By David Espo & Jim Kuhnhenn, Associated Press Writers
WASHINGTON (AP) — In a concession, Senate Democrats agreed Tuesday to jettison a $50 billion fund that Republicans attacked repeatedly as a perpetual Wall Street bailout-in-waiting, according to officials in both parties, clearing one of the key obstacles to approval of tougher federal controls over the financial industry.
While a formal announcement was held up pending a review by key lawmakers and the Obama administration, the emerging agreement was designed to assure that any future taxpayer costs arising from the liquidation of big firms in the future would be temporary and on a case-by-case basis.
The agreement marked a retreat by Democrats, who had protested bitterly in recent days that Republicans were inaccurate with claims that the multi-billion-dollar fund would serve as a source for future bailouts.

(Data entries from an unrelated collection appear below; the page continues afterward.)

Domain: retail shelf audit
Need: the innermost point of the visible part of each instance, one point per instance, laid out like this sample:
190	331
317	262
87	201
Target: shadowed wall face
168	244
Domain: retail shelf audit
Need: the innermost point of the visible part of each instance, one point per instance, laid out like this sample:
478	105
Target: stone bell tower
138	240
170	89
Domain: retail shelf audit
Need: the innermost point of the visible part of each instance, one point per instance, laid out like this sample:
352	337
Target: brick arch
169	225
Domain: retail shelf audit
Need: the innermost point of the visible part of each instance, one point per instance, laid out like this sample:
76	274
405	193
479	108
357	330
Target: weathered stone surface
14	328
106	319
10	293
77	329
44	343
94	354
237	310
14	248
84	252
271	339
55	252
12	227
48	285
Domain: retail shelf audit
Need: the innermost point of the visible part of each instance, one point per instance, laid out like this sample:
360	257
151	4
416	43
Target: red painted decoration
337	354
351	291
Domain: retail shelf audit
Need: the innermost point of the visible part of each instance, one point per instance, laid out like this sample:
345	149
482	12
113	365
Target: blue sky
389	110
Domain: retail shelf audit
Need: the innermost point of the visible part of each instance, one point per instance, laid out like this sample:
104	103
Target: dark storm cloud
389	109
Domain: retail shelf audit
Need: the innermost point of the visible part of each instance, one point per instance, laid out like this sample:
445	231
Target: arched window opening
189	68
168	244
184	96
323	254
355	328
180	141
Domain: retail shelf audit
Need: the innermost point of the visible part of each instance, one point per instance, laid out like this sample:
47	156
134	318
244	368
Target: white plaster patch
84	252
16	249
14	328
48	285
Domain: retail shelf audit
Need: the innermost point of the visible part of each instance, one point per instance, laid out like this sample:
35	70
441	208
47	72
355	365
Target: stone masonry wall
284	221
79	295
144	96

President Barack Obama has made an election-year priority of congressional passage of legislation to prevent future economic calamaties like the one that plunged the country into a deep recession 18 months ago. Opinion polls suggest strong support for additional federal regulations, even though numerous surveys also report high levels of public distrust of government's abilities to solve problems.
Obama, speaking to a business organization, said there would be "legitimate differences on the details of what is a complicated piece of legislation" in the coming days.
At the same time, he said, "We cannot allow these reforms to be watered down. And for those of you in the financial industry whose companies may be employing lobbyists seeking to weaken this bill, I want to urge you, as I said on Wall Street a couple of weeks ago, to join us rather than to fight us."